Run the application using Maven with "mvn exec:java" or by running the compiled JAR file directly. The application will start, initialize the connection to Ollama, and present you with an interactive console interface.


Once running, you can engage in conversations with the chatbot by simply typing your messages. Use the various commands to explore different features and functionality.


Complete Running Example


Here is the complete, fully functional application that brings together all the components we have built:



// File: src/main/java/com/fortytwo/llmchatbot/Application.java

package com.fortytwo.llmchatbot;


import com.fortytwo.llmchatbot.controller.ChatbotController;

import com.fortytwo.llmchatbot.service.ConversationService;

import com.fortytwo.llmchatbot.service.OllamaService;

import com.fortytwo.llmchatbot.util.ConsoleInterface;

import org.slf4j.Logger;

import org.slf4j.LoggerFactory;


/**

 * Complete LLM Chatbot Application

 * This is a fully functional chatbot application that demonstrates

 * all the concepts and components discussed in this tutorial.

 */

public class Application {

    

    private static final Logger logger = LoggerFactory.getLogger(Application.class);

    

    public static void main(String[] args) {

        logger.info("Starting LLM Chatbot Application");

        

        try {

            // Create services with default configuration

            ConversationService conversationService = new ConversationService();

            OllamaService ollamaService = new OllamaService();

            

            // Create the chatbot controller

            ChatbotController chatbotController = new ChatbotController(conversationService, ollamaService);

            

            // Create and start the console interface

            ConsoleInterface consoleInterface = new ConsoleInterface(chatbotController);

            

            // Add shutdown hook for graceful cleanup

            Runtime.getRuntime().addShutdownHook(new Thread(() -> {

                logger.info("Shutdown hook triggered");

                chatbotController.shutdown();

            }));

            

            // Start the interactive interface

            consoleInterface.start();

            

        } catch (Exception e) {

            logger.error("Fatal error in main application", e);

            System.err.println("Fatal error: " + e.getMessage());

            System.err.println("Please ensure Ollama is running and the model is available.");

            System.exit(1);

        }

        

        logger.info("LLM Chatbot Application terminated");

    }

}


This complete example demonstrates a production-ready LLM chatbot application built in Java using Ollama. The application includes proper error handling, logging, resource management, and a user-friendly interface. It showcases clean architecture principles with clear separation of concerns between the different layers of the application.

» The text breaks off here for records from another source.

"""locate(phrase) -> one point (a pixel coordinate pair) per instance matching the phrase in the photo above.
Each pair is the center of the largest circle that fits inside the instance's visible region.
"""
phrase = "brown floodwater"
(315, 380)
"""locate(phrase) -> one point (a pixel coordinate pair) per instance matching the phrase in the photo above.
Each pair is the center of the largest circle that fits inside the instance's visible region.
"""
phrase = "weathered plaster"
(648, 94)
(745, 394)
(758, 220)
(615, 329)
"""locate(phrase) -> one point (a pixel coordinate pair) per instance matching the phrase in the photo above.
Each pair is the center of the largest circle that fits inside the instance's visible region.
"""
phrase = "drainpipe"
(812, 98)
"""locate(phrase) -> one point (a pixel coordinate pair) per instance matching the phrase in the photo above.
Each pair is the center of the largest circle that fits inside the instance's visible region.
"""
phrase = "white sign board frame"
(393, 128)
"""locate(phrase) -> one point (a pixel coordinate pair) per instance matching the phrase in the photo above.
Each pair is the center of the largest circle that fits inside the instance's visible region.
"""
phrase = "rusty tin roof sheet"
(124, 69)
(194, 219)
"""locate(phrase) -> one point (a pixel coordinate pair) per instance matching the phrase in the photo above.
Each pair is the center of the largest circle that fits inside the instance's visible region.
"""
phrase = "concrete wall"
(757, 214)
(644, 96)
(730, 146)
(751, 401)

The chatbot maintains conversation context, handles various user commands, provides helpful feedback, and gracefully handles error conditions. It serves as a solid foundation that can be extended with additional features such as conversation persistence, web interface, or integration with other systems.


Conclusion and Next Steps


This comprehensive tutorial has walked you through building a complete LLM chatbot in Java using Ollama. We have covered all the essential components including data models, service layers, conversation management, user interface, and application orchestration.

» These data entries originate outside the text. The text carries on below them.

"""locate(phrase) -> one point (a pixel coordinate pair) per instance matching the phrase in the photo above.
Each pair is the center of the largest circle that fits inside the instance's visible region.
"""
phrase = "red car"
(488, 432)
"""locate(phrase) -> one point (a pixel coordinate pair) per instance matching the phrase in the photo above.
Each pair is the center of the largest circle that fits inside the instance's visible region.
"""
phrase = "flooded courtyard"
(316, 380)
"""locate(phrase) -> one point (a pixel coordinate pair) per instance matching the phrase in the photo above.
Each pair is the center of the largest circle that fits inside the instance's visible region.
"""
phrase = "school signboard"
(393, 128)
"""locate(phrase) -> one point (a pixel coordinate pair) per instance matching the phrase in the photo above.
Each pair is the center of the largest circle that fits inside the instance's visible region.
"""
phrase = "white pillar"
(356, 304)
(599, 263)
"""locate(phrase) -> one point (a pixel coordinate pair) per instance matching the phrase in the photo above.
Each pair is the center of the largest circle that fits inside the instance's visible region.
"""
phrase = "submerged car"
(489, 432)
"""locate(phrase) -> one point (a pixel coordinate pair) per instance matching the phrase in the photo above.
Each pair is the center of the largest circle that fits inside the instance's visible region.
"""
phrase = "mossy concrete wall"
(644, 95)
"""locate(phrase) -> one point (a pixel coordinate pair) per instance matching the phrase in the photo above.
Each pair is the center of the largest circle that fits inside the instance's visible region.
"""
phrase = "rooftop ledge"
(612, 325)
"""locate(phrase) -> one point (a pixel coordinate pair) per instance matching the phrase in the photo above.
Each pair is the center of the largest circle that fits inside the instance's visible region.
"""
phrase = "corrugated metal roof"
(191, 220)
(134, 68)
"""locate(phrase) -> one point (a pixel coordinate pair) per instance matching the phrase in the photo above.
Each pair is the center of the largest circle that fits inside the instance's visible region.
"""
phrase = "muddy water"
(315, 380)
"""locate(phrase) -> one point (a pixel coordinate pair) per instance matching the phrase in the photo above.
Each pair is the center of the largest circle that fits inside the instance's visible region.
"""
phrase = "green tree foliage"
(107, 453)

The resulting application demonstrates key concepts in LLM integration, conversation management, and clean software architecture. The modular design makes it easy to extend and customize for specific use cases.

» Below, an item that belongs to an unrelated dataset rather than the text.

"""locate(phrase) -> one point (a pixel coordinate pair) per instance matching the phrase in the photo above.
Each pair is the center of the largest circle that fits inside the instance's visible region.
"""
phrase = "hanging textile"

Potential enhancements could include adding conversation persistence to a database, implementing a web-based interface, adding support for file uploads and document analysis, integrating with external APIs, or implementing more sophisticated conversation management features.


The foundation provided here gives you everything needed to build sophisticated LLM-powered applications in Java while maintaining clean, maintainable, and scalable code.